| olhDesign {DiceDesign} | R Documentation |
Nguyen's Orthogonal Latin Hypercube Designs
Description
Generate the Orthogonal Latin Hypercube (OLH) designs proposed by Nguyen in 2008. These OLHs have a latin structure, an orthogonality between the main terms and the interactions (+ squares) and low correlations between the interactions (+ squares). Very larges matrices can be obtained as the number of input variables and hence the number of lines is unconstrained. When the number of input variables is a power of 2, OLHs have d columns and n = 2d + 1 lines (experiments). A vertical truncature is applied when the number of input variables is not a power of 2. Various normalizations can be applied.
Usage
olhDesign(dimension, range = c(0, 1))
Arguments
dimension |
number of input variables |
range |
the scale (min and max) of the inputs. Ranges (0, 0) and (1, 1) are special cases and call integer ranges |
Value
A list with components:
n |
the number of lines/experiments |
dimension |
the number of columns/input variables |
design |
the design of experiments |
Author(s)
N.K. Nguyen for the algorithm.

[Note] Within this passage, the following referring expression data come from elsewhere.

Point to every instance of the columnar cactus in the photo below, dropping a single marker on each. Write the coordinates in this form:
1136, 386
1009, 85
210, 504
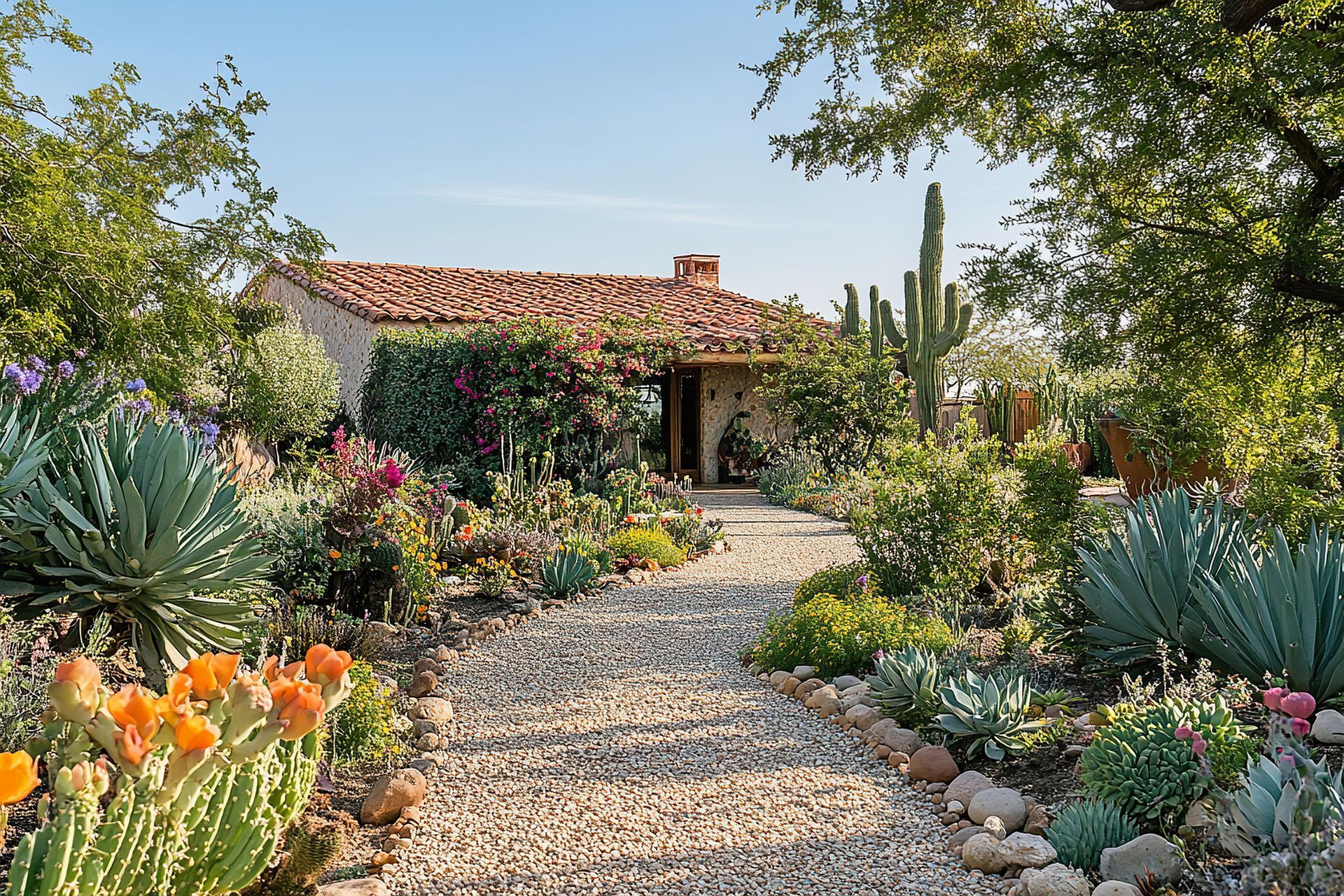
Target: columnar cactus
933, 328
206, 780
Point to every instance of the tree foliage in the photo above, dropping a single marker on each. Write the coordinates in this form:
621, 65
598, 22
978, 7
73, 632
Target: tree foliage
1190, 152
104, 242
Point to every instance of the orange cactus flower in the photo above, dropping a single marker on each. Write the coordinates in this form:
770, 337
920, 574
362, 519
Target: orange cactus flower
176, 701
195, 732
18, 777
134, 746
76, 691
211, 673
134, 708
273, 671
324, 665
299, 704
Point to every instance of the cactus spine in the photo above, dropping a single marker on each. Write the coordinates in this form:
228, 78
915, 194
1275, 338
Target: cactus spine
933, 328
882, 323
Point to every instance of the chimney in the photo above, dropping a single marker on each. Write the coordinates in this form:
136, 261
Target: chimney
702, 270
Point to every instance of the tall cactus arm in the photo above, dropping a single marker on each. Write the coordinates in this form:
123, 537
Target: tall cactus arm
851, 324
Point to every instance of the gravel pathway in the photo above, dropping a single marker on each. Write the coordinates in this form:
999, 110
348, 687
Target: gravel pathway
619, 747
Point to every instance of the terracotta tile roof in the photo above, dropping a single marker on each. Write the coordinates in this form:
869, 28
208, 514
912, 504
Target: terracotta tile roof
713, 318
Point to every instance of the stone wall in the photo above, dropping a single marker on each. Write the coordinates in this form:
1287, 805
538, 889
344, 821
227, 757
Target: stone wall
724, 390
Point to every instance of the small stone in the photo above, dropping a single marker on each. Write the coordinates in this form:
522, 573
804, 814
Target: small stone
933, 763
1004, 802
1328, 727
390, 794
422, 684
1144, 855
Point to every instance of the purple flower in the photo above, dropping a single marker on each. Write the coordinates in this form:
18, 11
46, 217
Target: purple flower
29, 382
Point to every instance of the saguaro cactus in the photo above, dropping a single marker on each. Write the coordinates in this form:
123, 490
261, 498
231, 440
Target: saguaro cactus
933, 328
882, 323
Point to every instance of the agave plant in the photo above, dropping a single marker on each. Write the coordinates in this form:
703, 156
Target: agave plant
988, 713
1140, 589
905, 685
1280, 610
143, 527
565, 573
1082, 830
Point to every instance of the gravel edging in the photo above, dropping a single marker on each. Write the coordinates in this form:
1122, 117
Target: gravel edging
619, 747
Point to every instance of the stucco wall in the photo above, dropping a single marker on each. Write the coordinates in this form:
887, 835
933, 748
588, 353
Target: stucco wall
724, 390
349, 337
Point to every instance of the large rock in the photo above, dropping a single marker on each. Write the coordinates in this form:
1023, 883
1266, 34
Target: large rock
1328, 727
889, 731
1054, 880
1144, 855
1116, 888
1004, 802
981, 852
358, 887
933, 763
391, 794
967, 785
1027, 850
432, 710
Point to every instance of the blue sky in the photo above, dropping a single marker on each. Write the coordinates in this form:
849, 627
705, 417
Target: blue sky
604, 136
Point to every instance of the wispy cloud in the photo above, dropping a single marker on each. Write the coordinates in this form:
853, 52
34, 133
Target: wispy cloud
632, 207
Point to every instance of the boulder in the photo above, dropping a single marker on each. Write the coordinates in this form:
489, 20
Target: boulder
432, 710
1004, 802
933, 763
967, 785
803, 691
422, 684
358, 887
391, 794
1027, 850
1054, 880
1144, 855
981, 853
1328, 727
863, 718
1116, 888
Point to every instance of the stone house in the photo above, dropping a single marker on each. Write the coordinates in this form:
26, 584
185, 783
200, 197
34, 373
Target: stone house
687, 409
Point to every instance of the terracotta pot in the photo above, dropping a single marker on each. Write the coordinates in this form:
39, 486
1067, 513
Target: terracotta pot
1138, 470
1079, 454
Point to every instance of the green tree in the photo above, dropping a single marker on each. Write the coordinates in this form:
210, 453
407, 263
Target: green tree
844, 402
1190, 153
99, 245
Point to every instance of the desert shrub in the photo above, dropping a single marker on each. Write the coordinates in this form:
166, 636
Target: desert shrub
838, 580
644, 543
1142, 764
840, 637
363, 727
284, 386
939, 516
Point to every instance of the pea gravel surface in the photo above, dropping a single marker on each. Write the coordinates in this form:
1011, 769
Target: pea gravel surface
620, 747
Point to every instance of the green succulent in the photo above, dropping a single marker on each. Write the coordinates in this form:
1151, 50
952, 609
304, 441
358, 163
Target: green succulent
565, 573
1139, 763
1082, 830
1142, 589
1260, 816
905, 684
144, 527
988, 713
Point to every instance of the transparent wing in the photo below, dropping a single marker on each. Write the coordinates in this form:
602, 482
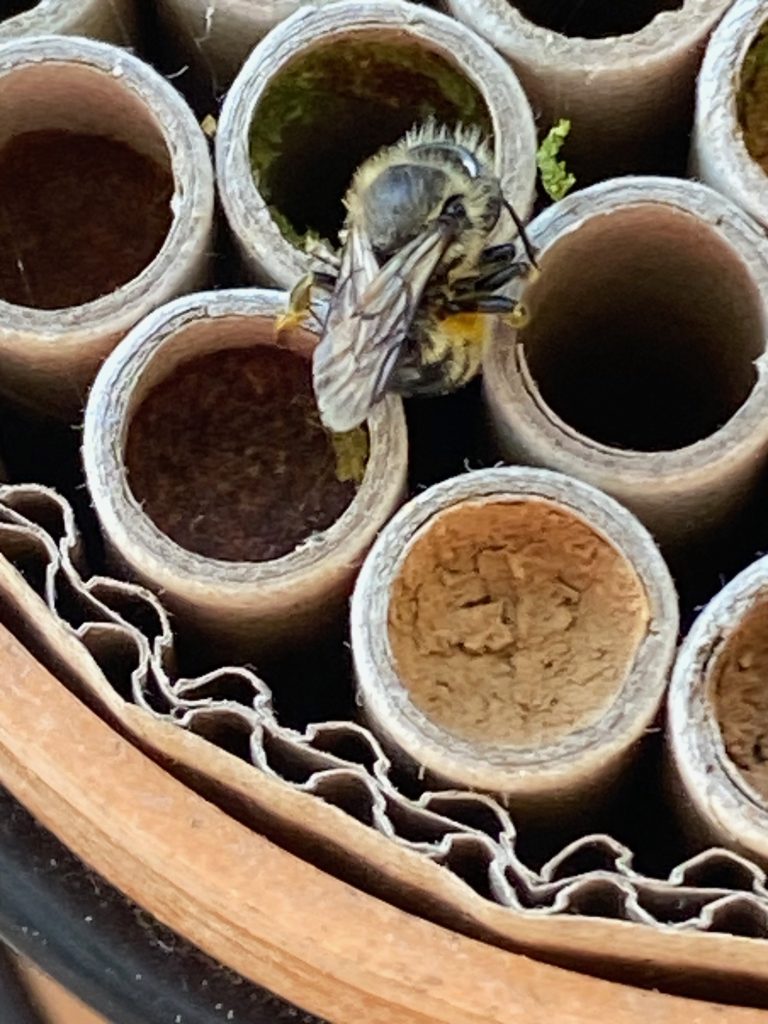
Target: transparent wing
368, 321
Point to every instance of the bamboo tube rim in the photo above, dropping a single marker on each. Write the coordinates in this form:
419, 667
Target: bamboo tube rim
268, 254
518, 772
189, 161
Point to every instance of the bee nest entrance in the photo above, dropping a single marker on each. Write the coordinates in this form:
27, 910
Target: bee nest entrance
83, 212
514, 623
738, 686
227, 457
594, 18
333, 107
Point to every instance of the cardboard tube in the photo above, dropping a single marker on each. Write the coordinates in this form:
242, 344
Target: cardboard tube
413, 37
246, 606
628, 90
717, 715
719, 155
512, 632
48, 356
113, 20
642, 370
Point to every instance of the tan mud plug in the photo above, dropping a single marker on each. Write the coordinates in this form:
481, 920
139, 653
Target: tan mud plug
214, 480
113, 20
331, 86
730, 136
512, 632
622, 73
641, 370
107, 195
718, 711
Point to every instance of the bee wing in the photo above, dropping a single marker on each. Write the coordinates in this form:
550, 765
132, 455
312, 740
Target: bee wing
369, 317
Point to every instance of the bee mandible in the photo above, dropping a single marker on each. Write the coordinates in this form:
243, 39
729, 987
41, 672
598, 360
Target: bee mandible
415, 287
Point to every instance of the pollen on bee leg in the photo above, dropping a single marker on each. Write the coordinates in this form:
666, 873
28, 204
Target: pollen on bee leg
299, 306
518, 317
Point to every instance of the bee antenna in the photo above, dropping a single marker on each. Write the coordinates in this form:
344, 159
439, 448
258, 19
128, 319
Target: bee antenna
523, 236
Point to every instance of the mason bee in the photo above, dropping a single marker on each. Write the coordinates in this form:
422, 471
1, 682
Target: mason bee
414, 290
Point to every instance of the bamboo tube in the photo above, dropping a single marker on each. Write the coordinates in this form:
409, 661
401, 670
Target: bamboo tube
716, 719
113, 20
75, 278
245, 601
641, 370
332, 85
622, 73
721, 145
512, 632
216, 37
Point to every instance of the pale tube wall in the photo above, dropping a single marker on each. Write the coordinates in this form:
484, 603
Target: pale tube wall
626, 95
268, 256
719, 155
48, 357
611, 257
715, 800
244, 605
552, 778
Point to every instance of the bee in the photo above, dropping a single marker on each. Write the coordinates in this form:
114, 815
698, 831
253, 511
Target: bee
414, 289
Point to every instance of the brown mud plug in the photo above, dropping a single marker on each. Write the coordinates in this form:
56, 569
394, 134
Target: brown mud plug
512, 632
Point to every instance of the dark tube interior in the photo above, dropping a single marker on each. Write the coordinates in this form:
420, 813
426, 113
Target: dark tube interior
594, 18
11, 7
329, 110
644, 330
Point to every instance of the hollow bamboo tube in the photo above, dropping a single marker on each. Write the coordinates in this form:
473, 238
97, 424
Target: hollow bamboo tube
113, 20
48, 356
413, 35
245, 605
623, 77
475, 623
716, 719
719, 154
642, 368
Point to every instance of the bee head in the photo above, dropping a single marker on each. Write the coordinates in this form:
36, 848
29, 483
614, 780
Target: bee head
402, 190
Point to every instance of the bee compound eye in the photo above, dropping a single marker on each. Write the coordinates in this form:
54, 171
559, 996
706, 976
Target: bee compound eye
455, 208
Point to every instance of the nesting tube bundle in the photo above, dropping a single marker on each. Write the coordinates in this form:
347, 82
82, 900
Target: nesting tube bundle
642, 368
512, 632
331, 86
107, 195
623, 74
729, 144
214, 481
114, 20
717, 718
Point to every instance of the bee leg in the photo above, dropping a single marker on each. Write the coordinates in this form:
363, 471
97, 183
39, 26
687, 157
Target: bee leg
511, 312
300, 300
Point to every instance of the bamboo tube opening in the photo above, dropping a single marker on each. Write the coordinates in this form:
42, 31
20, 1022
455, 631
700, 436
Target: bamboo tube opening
86, 184
514, 623
334, 107
644, 330
107, 199
738, 690
226, 454
594, 18
13, 7
214, 482
328, 88
512, 630
641, 368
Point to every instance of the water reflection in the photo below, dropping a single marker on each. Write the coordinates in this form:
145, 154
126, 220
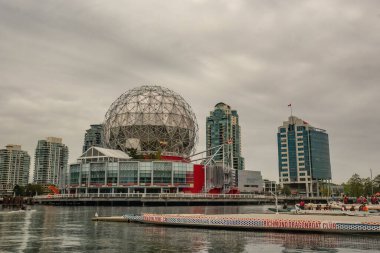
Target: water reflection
70, 229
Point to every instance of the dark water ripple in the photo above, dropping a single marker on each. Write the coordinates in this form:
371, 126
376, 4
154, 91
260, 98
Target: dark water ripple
70, 229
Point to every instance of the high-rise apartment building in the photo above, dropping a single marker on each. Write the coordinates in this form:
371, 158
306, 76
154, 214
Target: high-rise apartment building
93, 137
222, 127
304, 156
50, 164
14, 168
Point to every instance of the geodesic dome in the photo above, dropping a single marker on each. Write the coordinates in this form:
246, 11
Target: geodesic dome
151, 119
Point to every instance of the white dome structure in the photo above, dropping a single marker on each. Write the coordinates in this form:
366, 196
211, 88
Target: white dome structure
151, 119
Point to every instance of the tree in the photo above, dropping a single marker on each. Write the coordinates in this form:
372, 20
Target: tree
286, 190
354, 186
376, 184
18, 190
367, 187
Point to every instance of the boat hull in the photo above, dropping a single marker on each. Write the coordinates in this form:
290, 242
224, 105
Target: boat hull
281, 222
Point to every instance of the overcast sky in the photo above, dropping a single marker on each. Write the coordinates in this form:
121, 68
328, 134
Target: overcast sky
62, 64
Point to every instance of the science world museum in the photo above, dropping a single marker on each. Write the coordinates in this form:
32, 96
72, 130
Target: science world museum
149, 136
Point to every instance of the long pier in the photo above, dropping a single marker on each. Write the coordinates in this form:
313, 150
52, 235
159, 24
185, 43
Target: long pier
166, 199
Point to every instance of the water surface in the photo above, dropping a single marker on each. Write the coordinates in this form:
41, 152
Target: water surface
70, 229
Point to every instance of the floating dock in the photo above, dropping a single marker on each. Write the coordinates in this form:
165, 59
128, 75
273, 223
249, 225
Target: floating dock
284, 222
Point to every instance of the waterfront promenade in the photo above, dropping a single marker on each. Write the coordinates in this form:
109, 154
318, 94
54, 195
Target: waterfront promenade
166, 199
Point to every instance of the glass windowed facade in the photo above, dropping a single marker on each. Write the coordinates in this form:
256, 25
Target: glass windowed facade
222, 127
113, 174
307, 153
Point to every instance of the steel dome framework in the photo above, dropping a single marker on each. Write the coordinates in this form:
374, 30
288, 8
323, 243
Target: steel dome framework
151, 119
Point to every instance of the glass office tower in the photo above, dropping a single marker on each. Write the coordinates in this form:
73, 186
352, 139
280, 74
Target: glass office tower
303, 156
222, 127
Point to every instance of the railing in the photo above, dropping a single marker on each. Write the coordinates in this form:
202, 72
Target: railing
171, 196
153, 196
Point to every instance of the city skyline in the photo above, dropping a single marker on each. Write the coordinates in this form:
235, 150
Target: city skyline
65, 63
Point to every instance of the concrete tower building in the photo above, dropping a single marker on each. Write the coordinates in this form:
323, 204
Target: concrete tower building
93, 137
50, 164
303, 155
14, 168
222, 127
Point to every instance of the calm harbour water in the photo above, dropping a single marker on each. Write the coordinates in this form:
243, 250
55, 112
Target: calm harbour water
70, 229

P. Kiener for the recursive R code.
References
Nguyen N.K. (2008) A new class of orthogonal Latinhypercubes, Statistics and Applications, Volume 6, issues 1 and 2, pp.119-123.
See Also
Cioppa's and De Rainville's NOLH designs: nolhDesign, nolhdrDesign.
Examples
## Classical normalizations
olhDesign(4, range = c(0, 0))
olhDesign(4, range = c(1, 1))
olhDesign(4, range = c(0, 1))
olhDesign(4, range = c(-1, 1))
## Change the dimnames, adjust to range (-10, 10) and round to 2 digits
xDRDN(olhDesign(4), letter = "T", dgts = 2, range = c(-10, 10))
## A list of designs
lapply(1:5, function(n) olhDesign(n, range = c(-1, 1))$design)